Bir insanın en saf, en temiz ve en masum olduğu dönemi şüphesiz bebekliğidir. Bebeklik dönemi, anne babalar için de büyütülen bebek için de eşsiz bir dönemdir. Bu eşsiz dönemde edinilecek deneyimler bir ömür boyu asla unutulmayacaktır. Biz de bu yazımızda en güzel bebek resimleri eşliğinde insanın bebeklik dönemine ilişkin ilginç bilgiler vermek istiyoruz.
Bir bebeğin gözü, doğduğunda yetişkin halindeki gözünün %75’i büyüklüğündedir. Ancak bebeklerin gözleri yetişkinliklerindeki gözlerinin %75 ebadında olmasına rağmen bebeklerin bir duyu organları, henüz ana rahmindeyken yetişkin dönemindeki haliyle gelişmektedir ki bu duyu organı iç kulaktır.
Yeni doğan bebekler, gözleri açık bir şekilde uykuya dalabilirler. Bebeklerin gözleri açık bir şekilde uyuyabildiklerini bilmeyen ebeveynleri bu tip bir manzara ile karşılaştıklarında korkabilirler. Ancak böyle bir durumda korkmaya çok da gerek yoktur.
Ayrıca yeni doğmuş bebekler, bilindiği üzere sağlıklı bir şekilde gelişim gösterebilmek için gün içerisinde çok fazla uyumak durumundadırlar. Yeni doğan bir bebeğin gün içerisinde uyuması gereken süre yaklaşık 16-17 saattir. Aslında en güzel bebek resimleri de bebeklerin uyurken verdikleri birbirinden şeker pozlardır.
Bebekler, ilk doğdukları andan itibaren geçen ilk 4 ayda tuzun tadını ayırt edemezler. Bu dönemde bebeğe tuzlu bir gıda verilmesi halinde bebek bunu tatsız algılayacaktır. Tatlıyı ekşiyi ve diğer tatları algılamasına rağmen bebeklerin tuzu algılayamamasının sebebi tuzun 1 yaşına kadar vücutlarına zarar vermesiyle ilgili olabilir.

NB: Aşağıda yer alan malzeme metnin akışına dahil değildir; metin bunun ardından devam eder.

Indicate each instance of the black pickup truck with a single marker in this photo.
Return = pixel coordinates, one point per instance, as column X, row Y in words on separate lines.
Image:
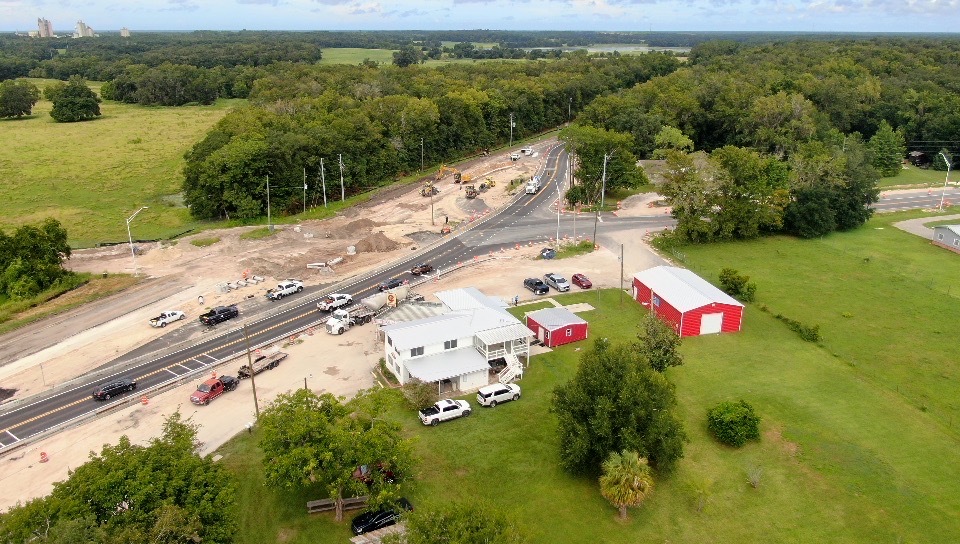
column 219, row 315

Zira bebek 4 ayın sonunda tuzun tadını ayırt etmesine rağmen 1 yaşını doldurana kadar da yine aynı şekilde tuzlu bir gıda yememelidir. Çünkü bebeklerin 1 yaşına kadar böbrekleri sağlıklı bir şekilde gelişmediğinden tuz emilimini düzgün yapamayacaktır.
Yine de tat ayırt eden bebeklerin özellikle ekşi bir limon yedikleri halleri yine en güzel bebek resimleri arasındadır.

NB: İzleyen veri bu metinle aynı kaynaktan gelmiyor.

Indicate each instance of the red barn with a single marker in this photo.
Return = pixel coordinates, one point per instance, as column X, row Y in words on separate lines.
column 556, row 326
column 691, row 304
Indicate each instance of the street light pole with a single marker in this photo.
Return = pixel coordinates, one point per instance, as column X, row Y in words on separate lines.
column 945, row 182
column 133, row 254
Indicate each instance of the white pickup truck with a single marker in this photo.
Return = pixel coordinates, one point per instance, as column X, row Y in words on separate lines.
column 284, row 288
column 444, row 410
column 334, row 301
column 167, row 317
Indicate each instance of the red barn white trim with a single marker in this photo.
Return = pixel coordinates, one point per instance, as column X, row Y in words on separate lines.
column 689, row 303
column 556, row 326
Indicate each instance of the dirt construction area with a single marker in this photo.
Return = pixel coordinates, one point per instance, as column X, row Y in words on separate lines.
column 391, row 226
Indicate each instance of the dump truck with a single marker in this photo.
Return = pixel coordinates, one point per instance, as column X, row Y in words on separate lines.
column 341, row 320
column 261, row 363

Hem bebek hem de annenin sağlığı için bir annenin hamile kalması için en ideal yaş 22’dir. Bu yaşta hamile kalarak doğum yapan kadın, bu süreci en sağlıklı şekilde atlatmaktadır.
Yeni doğan bebeklerin ana dillerini henüz anne karnındayken öğrenmeye başladıkları sonucuna varılmıştır. Yeni doğan bir bebeğin yetişkinlerle tek iletişim kurma şeklinin ağlamak olduğunu hepimiz biliriz. İşte bebeklerin ağlama şekillerine bakıldığında ana dillerinin tonlarında ağladıkları görülmüştür. Buradan da yeni doğan bir bebeğin ana dilini anne karnında öğrendiği anlaşılmaktadır.

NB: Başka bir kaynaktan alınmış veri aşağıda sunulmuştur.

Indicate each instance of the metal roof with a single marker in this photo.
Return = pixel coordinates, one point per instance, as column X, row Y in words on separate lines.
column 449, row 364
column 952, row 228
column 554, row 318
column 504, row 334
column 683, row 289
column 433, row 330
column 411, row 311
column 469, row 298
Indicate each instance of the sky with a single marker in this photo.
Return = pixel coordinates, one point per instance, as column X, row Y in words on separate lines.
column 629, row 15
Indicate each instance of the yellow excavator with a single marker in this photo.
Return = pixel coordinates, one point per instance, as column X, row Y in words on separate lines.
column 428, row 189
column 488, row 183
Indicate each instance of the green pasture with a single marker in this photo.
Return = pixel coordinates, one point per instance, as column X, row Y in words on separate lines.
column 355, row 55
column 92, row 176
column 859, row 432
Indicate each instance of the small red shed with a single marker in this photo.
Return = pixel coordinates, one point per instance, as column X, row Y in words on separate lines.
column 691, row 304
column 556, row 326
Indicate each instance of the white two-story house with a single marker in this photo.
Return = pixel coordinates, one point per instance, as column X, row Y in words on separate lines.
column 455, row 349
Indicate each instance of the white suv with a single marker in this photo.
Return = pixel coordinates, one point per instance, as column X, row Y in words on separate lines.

Bir bebeğin annesi ile arasındaki özel bağ herkes tarafından bilinir. Ancak bebekler ile ilgili bilinmesi gereken bir diğer durum da yeni doğan bebeklerin erkek seslerine nazaran kadın seslerine daha duyarlı olduklarıdır. Yeni doğan bebekler, kendileriyle annelerine alternatif olarak kadınların ilgilenmelerini istemektedirler.